I'm looking for a solution for PDF to HTML and OCR service in the cloud or in the SDK format. After my searches, I see that there are bunch of services out there in the internet. I tried some of them and I got some idea. I'd like to know that if any of you use such service.
My biggest concerns are to have a automation structure to have an HTML output that I can use in the information extraction. I'd like to have structured data output like tables. (most of the services provide HTML output with the -character format (CSS/HTML tag for each char) or -paragraph format (CSS/HTML for each line).
I checked so far :
- Abbyy Cloud SDK (They don't have PDF-to-HTML service but PDF-to-XML that can be covertable to HTML with XSLT support (maybe). Also OCR service with text output is quite good)

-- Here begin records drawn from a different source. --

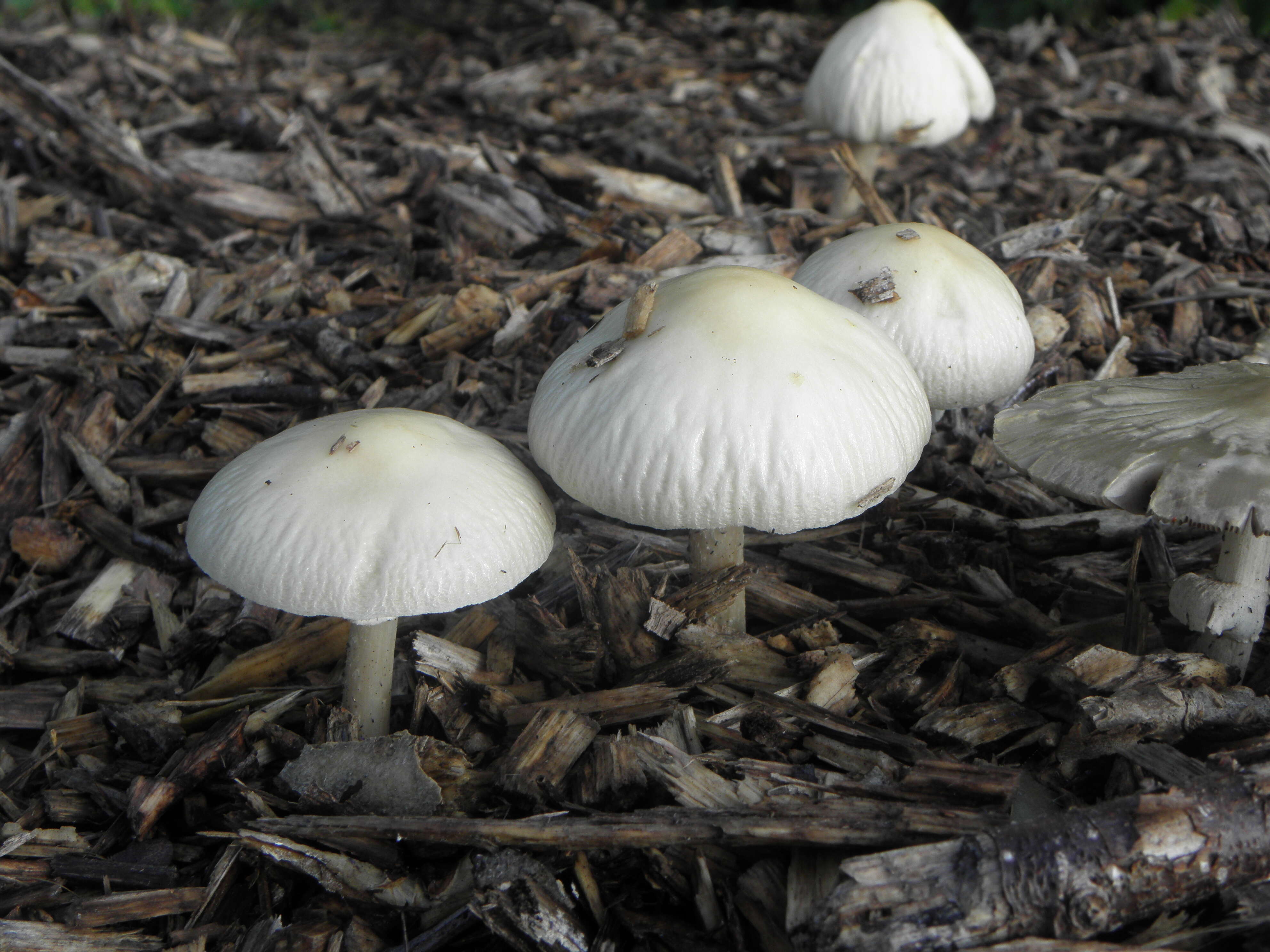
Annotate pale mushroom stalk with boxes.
[688,526,745,632]
[344,618,398,737]
[829,142,881,218]
[1169,528,1270,671]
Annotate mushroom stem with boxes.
[829,142,881,218]
[688,526,745,633]
[1169,529,1270,675]
[344,618,396,737]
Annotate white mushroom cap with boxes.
[185,409,555,624]
[803,0,996,146]
[993,362,1270,535]
[794,222,1036,410]
[530,268,931,532]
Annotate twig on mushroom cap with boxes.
[794,222,1035,411]
[530,266,928,631]
[187,410,555,736]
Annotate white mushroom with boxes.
[994,362,1270,671]
[185,409,555,736]
[794,222,1035,410]
[803,0,996,217]
[530,268,930,631]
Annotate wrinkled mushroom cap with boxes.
[794,222,1036,410]
[530,268,931,532]
[803,0,996,146]
[185,409,555,623]
[993,362,1270,535]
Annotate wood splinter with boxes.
[622,281,656,340]
[833,142,899,225]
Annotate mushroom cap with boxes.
[794,222,1036,410]
[803,0,997,146]
[993,361,1270,535]
[185,409,555,623]
[530,268,931,532]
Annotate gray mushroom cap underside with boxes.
[993,362,1270,535]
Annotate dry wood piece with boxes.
[781,542,913,595]
[128,711,248,839]
[913,698,1045,748]
[0,919,165,952]
[9,515,88,573]
[185,618,348,701]
[833,142,899,225]
[470,849,592,952]
[1080,684,1270,741]
[805,778,1270,952]
[70,886,203,928]
[503,683,687,727]
[252,797,1002,849]
[498,710,599,798]
[622,282,656,340]
[634,228,702,272]
[239,830,449,914]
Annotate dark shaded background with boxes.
[15,0,1270,36]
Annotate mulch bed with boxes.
[0,0,1270,952]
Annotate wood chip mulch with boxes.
[0,7,1270,952]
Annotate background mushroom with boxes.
[794,222,1035,410]
[530,266,930,631]
[185,410,555,736]
[803,0,997,217]
[994,362,1270,673]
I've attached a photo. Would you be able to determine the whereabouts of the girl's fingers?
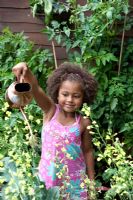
[12,62,28,81]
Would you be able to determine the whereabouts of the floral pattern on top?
[39,105,87,200]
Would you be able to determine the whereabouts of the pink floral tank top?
[39,105,87,200]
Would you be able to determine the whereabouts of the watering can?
[5,79,33,108]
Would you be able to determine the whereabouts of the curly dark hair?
[47,62,97,104]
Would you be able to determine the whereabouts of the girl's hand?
[12,62,29,82]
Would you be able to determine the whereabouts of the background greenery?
[0,0,133,200]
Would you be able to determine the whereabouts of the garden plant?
[0,0,133,200]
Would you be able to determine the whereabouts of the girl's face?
[58,80,83,112]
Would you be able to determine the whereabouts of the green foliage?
[30,0,133,200]
[0,0,133,200]
[0,29,53,200]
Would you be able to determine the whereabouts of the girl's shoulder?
[80,115,91,132]
[43,104,57,123]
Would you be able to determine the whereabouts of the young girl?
[13,63,97,200]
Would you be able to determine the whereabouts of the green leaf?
[44,0,53,15]
[110,98,118,110]
[63,27,70,37]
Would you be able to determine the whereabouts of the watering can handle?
[15,75,24,83]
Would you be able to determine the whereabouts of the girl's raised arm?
[12,62,55,114]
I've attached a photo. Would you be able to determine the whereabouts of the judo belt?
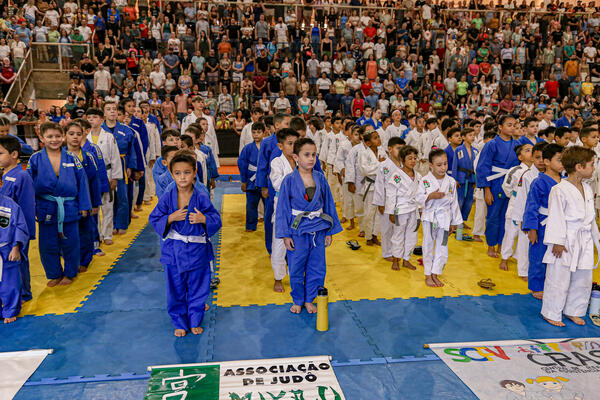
[41,194,75,237]
[538,207,548,226]
[487,165,510,182]
[165,229,206,243]
[292,208,333,230]
[360,176,375,201]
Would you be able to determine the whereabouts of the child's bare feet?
[542,315,565,326]
[273,280,284,293]
[500,260,508,271]
[402,260,417,271]
[565,315,585,325]
[175,329,186,337]
[192,327,204,335]
[425,275,437,287]
[304,303,317,314]
[46,278,60,287]
[58,276,73,286]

- cloudconvert.org (They are providing the same results as Ubuntu pdftohtml command which is based on poppler-Xpdf3.0)
- pdftohtml commamd (Tested on Ubuntu) - I got a result with full of < p >.
- aspose.PDF (They don't have PDF-to-HTML service in the cloud but they have good integration with GDrive, Dropbox and Amazon s3.
- PdfNET of PDFTron : I got a result with complex CSS and HTML structure with almost a tag per character.
My question is if you know any other service worth to try and get structural HTML output for data extraction.
Thanks in advance.